23 Maret tepat saatnya pengumuma hasil seleksi. Tubuhnya rasanya dingin seketika ketika gugup langsung hadir tanpa permisi. Aku berdiri di depan papan informasi yang ramai dikerubungi oleh orang-orang yang ingin melihat hasil seleksi.

Hari seleksi yang dipajang diurutkan berdasarkan skor tertinggi dari hasil tes sebelumnya. Dan betapa terkejutnya aku ketika namaku berada di posisi pertama. Aku langsung mengucap syukur dan menangis terharu.

Aku keluar dari keramaian itu dan berjalan sambil sibuk untuk menghubungi ibu. Hingga tubuhku tiba-tiba berada dalam pelukan seseorang yang ku kenal dengan baik.

“Tya! Selamat ya! Masya Allah, bangga banget aku sama kamu!”

iya, itu adalah Namira.
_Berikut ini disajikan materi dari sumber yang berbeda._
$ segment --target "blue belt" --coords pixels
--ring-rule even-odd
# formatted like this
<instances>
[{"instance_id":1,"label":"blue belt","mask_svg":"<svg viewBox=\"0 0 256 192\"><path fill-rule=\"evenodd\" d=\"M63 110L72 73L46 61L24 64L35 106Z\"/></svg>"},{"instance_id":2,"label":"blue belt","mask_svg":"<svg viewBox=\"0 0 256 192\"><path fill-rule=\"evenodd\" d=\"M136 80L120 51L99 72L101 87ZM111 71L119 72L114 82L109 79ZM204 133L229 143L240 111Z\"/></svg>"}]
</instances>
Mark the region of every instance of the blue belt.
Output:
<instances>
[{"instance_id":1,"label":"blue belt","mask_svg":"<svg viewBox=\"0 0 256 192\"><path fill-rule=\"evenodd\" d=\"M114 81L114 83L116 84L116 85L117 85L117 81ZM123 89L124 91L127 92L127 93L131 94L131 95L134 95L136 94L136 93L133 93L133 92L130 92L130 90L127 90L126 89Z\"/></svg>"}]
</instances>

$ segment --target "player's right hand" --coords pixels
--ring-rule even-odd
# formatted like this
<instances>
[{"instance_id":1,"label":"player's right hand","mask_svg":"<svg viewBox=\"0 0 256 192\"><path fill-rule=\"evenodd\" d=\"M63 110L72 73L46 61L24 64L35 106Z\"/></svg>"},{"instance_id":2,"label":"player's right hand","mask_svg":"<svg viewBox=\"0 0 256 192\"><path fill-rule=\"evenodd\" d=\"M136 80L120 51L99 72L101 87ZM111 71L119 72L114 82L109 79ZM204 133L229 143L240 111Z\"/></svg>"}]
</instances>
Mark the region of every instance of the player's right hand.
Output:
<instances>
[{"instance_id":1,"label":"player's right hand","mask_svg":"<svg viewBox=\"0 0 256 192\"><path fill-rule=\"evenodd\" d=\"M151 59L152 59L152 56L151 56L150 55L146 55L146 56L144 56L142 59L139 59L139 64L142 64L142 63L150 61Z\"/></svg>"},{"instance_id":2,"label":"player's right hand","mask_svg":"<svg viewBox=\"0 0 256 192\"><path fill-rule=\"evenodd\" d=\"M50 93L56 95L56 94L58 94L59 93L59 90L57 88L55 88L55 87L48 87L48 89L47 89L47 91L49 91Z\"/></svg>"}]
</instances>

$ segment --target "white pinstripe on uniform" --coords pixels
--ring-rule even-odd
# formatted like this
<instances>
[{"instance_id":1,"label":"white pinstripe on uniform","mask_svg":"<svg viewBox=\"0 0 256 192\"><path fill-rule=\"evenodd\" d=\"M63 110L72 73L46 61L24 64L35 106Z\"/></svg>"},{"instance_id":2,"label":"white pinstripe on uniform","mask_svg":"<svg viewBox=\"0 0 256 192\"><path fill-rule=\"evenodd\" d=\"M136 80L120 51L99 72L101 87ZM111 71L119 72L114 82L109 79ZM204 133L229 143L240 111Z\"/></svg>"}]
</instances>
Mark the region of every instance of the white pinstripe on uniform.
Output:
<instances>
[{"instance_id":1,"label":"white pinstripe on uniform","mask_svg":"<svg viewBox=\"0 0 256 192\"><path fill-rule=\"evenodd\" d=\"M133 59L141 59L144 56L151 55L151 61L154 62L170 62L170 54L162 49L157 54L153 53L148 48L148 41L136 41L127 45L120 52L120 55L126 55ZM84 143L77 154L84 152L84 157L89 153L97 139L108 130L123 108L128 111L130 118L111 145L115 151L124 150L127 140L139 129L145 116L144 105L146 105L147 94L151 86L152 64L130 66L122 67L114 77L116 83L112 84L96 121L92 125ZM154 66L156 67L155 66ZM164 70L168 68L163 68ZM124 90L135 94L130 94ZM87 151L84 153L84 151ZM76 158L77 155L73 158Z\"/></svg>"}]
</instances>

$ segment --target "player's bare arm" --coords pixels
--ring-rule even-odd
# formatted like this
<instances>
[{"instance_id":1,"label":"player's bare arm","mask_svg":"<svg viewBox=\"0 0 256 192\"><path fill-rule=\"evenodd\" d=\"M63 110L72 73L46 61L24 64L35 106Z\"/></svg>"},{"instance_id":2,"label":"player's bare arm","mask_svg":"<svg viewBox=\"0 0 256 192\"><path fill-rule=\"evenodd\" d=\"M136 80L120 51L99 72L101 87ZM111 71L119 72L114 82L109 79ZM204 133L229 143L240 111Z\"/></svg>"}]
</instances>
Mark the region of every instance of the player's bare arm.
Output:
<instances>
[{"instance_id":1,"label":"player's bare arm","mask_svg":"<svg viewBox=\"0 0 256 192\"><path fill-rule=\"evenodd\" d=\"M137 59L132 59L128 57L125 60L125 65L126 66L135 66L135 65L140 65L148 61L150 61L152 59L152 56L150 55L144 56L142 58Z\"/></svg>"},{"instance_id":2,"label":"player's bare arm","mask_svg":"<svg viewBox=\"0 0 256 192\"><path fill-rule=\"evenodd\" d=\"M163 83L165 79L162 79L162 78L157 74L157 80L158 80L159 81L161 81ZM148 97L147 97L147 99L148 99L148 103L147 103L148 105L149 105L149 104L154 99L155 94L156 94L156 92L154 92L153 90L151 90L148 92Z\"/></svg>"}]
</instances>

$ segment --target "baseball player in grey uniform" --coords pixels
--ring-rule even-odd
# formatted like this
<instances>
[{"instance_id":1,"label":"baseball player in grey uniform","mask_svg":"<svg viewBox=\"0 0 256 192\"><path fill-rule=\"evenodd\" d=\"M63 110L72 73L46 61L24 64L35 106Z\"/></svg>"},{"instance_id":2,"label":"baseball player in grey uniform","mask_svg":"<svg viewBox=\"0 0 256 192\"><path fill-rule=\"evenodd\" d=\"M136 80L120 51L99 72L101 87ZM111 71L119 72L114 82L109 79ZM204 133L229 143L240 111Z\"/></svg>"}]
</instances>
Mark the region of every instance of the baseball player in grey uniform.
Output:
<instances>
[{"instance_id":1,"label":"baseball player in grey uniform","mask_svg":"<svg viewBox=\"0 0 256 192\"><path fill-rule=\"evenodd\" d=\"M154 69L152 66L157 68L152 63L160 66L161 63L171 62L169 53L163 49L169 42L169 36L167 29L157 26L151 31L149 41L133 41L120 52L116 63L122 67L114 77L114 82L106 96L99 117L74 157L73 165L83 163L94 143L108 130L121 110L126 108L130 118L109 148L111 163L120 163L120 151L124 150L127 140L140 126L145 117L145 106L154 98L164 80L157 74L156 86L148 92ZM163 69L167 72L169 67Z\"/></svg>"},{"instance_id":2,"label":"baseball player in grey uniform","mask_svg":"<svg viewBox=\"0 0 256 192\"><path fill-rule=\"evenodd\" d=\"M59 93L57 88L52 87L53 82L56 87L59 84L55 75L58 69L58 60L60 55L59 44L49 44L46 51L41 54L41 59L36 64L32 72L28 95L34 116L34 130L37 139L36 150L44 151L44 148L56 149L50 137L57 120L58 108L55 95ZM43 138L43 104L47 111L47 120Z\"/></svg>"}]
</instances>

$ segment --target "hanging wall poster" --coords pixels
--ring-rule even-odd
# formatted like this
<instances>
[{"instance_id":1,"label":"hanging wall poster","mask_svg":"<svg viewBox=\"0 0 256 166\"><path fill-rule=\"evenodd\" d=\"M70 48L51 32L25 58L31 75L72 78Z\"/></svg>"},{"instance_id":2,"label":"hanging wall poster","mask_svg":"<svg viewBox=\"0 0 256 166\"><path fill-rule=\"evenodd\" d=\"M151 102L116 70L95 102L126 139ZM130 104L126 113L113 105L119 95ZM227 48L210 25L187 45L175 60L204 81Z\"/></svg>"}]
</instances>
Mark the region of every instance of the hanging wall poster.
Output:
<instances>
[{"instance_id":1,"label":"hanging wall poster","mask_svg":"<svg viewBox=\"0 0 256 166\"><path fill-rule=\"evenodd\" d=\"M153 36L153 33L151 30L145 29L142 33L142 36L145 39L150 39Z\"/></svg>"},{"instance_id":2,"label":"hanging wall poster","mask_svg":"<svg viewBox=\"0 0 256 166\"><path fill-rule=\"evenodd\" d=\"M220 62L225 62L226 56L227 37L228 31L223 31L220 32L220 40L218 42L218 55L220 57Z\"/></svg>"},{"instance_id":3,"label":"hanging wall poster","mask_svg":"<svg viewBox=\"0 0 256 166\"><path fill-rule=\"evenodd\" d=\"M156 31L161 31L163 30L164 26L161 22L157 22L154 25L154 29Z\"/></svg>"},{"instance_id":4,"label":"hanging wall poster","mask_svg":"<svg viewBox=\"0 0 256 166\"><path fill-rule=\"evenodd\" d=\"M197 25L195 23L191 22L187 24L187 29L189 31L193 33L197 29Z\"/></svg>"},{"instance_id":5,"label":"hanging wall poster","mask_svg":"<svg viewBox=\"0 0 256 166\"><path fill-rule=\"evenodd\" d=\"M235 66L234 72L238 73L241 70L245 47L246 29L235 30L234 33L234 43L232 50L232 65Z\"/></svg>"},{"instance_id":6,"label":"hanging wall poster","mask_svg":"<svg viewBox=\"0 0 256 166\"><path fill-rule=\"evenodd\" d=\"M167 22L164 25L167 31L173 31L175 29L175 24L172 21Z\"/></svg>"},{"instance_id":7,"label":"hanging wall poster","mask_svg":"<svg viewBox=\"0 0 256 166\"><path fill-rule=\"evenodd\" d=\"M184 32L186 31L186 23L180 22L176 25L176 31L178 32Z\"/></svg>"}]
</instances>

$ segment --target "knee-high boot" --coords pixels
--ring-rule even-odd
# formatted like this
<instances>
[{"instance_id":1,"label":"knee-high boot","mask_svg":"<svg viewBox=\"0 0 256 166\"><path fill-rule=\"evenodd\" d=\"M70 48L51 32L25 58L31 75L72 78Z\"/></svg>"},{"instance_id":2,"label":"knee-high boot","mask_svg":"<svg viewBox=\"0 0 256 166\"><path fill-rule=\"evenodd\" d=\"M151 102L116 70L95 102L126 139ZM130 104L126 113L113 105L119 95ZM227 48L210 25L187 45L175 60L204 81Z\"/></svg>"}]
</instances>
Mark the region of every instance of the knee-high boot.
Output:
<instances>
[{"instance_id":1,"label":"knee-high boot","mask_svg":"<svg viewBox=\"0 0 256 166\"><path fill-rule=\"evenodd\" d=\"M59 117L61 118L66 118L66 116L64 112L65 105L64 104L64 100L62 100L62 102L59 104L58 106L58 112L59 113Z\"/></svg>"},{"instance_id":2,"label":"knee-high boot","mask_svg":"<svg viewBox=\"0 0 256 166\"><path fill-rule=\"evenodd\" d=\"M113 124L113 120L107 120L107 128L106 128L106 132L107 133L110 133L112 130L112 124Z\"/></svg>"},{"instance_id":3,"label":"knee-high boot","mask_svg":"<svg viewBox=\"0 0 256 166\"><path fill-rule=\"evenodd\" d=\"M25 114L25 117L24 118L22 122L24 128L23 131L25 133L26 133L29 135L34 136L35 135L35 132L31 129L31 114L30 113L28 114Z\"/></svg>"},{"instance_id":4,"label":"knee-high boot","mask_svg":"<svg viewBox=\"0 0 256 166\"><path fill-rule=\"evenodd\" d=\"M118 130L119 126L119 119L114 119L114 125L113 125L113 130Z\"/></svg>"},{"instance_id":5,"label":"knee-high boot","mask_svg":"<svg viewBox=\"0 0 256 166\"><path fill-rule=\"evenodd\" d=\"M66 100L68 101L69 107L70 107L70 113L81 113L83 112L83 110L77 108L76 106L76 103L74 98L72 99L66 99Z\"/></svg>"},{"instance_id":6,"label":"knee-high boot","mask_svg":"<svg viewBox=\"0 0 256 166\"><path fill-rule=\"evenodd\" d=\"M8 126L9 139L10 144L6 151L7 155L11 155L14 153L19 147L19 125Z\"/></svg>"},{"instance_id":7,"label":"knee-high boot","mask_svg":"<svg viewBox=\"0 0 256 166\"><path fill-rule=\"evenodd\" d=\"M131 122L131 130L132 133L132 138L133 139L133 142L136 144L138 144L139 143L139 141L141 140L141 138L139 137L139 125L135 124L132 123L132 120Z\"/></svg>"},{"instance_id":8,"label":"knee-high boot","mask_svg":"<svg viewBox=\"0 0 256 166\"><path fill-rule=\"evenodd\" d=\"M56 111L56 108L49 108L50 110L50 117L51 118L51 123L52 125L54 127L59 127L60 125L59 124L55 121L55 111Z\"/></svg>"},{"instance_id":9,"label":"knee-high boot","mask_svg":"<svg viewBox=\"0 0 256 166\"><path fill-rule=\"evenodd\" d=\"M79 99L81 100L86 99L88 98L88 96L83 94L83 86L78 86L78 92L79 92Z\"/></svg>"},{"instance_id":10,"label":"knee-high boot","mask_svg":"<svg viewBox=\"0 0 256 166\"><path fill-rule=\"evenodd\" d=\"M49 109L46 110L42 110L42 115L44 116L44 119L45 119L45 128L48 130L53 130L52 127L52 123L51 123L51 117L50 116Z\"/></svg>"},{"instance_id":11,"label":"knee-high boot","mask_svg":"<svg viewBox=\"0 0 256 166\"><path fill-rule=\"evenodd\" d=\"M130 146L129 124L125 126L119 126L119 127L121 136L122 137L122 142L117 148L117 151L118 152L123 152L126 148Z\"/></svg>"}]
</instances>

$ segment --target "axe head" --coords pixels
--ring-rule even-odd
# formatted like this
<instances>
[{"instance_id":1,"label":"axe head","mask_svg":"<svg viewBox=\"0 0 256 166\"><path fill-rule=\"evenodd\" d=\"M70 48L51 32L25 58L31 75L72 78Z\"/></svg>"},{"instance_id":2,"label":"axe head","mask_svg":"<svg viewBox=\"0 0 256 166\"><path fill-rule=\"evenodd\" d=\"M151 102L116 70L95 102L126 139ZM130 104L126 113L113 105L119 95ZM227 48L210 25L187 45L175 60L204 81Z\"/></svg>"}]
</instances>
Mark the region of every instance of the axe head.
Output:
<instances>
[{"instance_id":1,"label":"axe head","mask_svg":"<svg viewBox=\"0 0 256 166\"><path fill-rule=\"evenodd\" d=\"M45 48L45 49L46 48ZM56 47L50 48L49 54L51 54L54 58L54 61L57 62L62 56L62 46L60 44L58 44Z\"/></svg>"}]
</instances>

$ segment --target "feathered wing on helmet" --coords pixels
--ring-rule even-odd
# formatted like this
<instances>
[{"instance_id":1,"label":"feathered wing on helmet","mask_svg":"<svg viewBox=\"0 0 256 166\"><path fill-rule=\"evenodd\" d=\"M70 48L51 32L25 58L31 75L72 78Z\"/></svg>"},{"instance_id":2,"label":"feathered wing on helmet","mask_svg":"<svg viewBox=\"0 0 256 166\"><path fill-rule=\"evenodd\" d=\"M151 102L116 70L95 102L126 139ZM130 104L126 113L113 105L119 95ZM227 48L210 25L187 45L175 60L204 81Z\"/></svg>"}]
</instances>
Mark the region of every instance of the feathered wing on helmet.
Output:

Kini ia semakin memelukku erat dengan badan yang bergetar, yang aku yakin ia menangis sekarang. Aku membalas pelukannya dengan tak kalah erat sambil terus melafalkan kata terima kasih.

Kami saling mengendurkan pelukan dengan Namira yang sibuk menghapus air matanya. Namira menatapku dalam penuh bangga hingga kami saling tertawa bersama.

“Aku punya kabar gembira lagi buat kamu” kata Namira dengan rasa gembira.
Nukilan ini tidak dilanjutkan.